In his intensely psychological new novel, The Museum of Innocence, we view Istanbul in the tumultuous 1970s and ’80s through the lens of a doomed love affair. Kemal is happily engaged to a beautiful, intelligent woman of his own social class, Sibel—and yet, he falls deeply, irrevocably in love with a poor, distant relation, Füsun. When Kemal refuses to leave Sibel, Füsun disappears. Inconsolable, he returns almost daily to the scene of their lovemaking, cradling the objects she once touched as though they still contain some trace of her. He descends deeper into despair, alienating everyone around him except Sibel, now bound to him as much by love as by the shame that she will face should they break off their engagement. But Kemal cannot forget Füsun, and will dedicate his life to possessing her—or at least, the objects that remind him of her—even to the point of destroying himself, and those he loves most.

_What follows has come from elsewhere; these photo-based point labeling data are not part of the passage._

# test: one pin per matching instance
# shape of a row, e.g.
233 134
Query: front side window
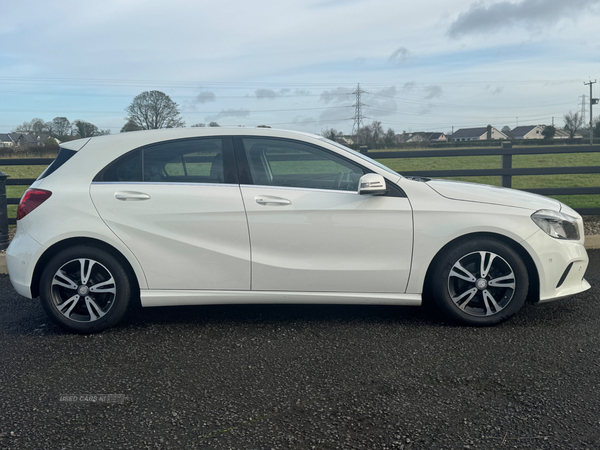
278 162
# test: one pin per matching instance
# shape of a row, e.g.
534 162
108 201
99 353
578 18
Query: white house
528 132
478 134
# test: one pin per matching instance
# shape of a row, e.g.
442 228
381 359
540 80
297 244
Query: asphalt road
303 377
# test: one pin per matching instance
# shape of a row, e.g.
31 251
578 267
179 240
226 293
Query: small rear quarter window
63 156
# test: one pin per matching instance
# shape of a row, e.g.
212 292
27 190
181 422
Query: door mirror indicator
372 184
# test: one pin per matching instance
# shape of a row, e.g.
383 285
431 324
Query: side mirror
372 184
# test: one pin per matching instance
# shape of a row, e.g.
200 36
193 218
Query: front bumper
561 265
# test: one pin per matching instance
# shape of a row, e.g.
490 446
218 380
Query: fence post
3 212
507 164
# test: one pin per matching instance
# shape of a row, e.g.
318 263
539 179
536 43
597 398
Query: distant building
478 134
421 136
344 140
11 139
24 139
562 134
528 132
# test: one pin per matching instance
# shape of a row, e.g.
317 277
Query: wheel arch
533 294
70 242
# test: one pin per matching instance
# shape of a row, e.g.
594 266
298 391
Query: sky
429 65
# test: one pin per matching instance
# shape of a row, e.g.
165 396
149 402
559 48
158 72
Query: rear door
177 206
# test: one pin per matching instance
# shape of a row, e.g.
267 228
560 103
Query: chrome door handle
266 200
131 196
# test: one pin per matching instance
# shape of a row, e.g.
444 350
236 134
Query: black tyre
85 289
479 282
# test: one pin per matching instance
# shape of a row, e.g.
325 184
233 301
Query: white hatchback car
215 215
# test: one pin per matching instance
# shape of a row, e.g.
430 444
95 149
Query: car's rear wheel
480 282
85 289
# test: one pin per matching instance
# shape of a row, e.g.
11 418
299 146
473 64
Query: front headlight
557 225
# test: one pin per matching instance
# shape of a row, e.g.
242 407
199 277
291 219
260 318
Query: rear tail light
31 200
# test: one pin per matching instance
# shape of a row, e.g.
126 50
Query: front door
312 232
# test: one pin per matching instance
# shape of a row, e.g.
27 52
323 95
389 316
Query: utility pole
358 117
591 116
583 105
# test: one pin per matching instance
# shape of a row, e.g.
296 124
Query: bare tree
573 123
331 134
60 127
130 126
152 110
87 129
36 125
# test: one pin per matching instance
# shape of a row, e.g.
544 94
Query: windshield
360 155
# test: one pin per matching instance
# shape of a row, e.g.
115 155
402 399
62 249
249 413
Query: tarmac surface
303 377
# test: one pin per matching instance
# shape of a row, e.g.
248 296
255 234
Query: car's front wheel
85 289
480 282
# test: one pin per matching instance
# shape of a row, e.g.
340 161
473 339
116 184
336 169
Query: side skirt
181 298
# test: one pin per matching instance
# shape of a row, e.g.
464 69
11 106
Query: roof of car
139 138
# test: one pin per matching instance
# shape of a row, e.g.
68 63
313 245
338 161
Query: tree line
60 128
152 110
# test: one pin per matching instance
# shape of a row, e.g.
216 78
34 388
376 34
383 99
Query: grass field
446 163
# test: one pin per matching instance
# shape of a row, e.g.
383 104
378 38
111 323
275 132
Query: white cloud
484 19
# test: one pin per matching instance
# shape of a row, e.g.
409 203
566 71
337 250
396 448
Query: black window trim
245 176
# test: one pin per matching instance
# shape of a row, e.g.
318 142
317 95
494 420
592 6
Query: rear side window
185 161
63 156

Though Pamuk’s narrator is intensely single-minded—thinking only of Füsun, rarely taking note of politics in spite of the daily violence on the streets of Istanbul—this novel evokes its time and place vividly. As the upper crust of Istanbul vacillates between “modern” attitudes toward sex and the vicious, self-imposed rumor mill that reinforces traditional values, Pamuk’s characters are left to navigate intricate social rules and customs—some that limit their freedom, and others that, to our surprise (and to Pamuk’s credit), allow for their happiness.

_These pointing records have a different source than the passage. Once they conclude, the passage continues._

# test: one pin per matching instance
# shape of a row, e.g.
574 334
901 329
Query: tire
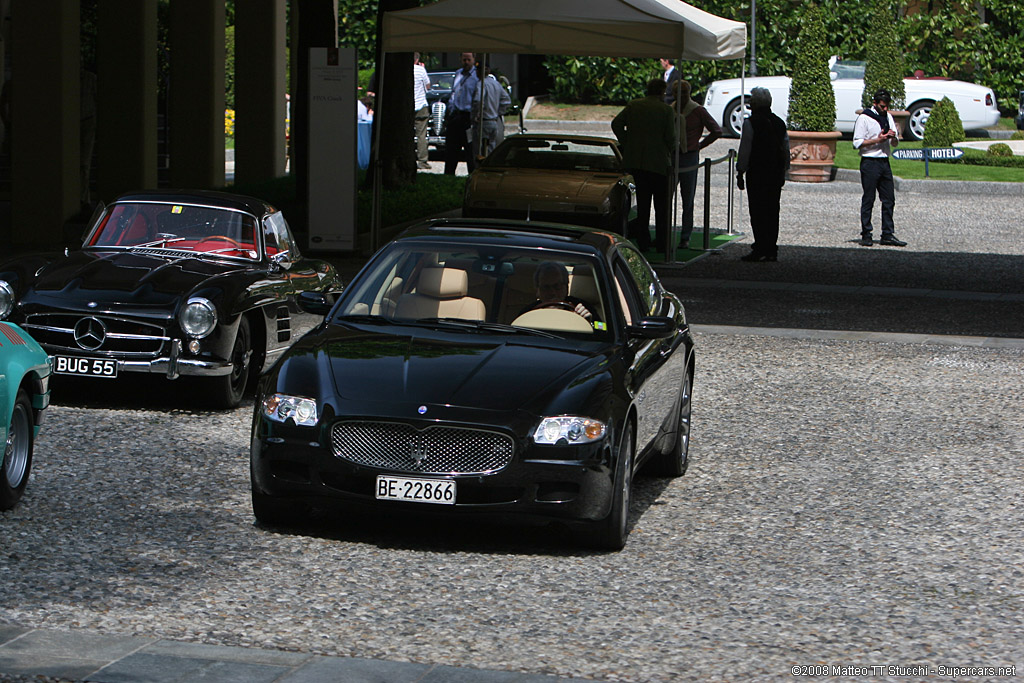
674 462
919 117
732 122
16 453
226 390
610 532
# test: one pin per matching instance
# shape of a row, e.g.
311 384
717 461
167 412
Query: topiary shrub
944 126
999 150
885 67
812 100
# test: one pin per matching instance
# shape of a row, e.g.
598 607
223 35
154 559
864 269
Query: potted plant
812 105
885 66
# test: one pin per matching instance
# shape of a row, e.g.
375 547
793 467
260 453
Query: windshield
555 155
562 293
178 227
441 80
849 69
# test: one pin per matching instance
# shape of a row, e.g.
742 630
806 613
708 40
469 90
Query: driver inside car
552 281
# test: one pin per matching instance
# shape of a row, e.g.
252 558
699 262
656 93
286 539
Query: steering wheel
233 244
560 305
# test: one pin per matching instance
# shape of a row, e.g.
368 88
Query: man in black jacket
764 158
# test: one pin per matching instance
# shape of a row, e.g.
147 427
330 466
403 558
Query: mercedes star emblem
90 333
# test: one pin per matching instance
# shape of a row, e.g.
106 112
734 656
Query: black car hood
125 278
489 372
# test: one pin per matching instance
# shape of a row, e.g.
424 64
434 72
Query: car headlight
568 430
282 408
198 317
6 299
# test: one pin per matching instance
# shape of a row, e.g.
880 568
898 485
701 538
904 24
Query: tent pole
375 215
478 139
670 256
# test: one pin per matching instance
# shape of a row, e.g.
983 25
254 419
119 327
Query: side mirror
655 327
281 259
316 303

The most remarkable thing about this beautiful novel is that Pamuk manages to convey all of this while telling his story through the eyes of a narrator who, like Nabokov’s Humbert Humbert, is so absorbed with his obsession that he seems barely to notice the world around him. But just as Lolita emerges as a kind of portrait of America, as Humbert and his Lo encounter it one motel at a time, so The Museum of Innocence stands not only as a story about a man and the woman he loves, but also about a man and his city—its people, restaurants, music, ever-changing traditions and the majestic waterway dividing East from West that runs through its center.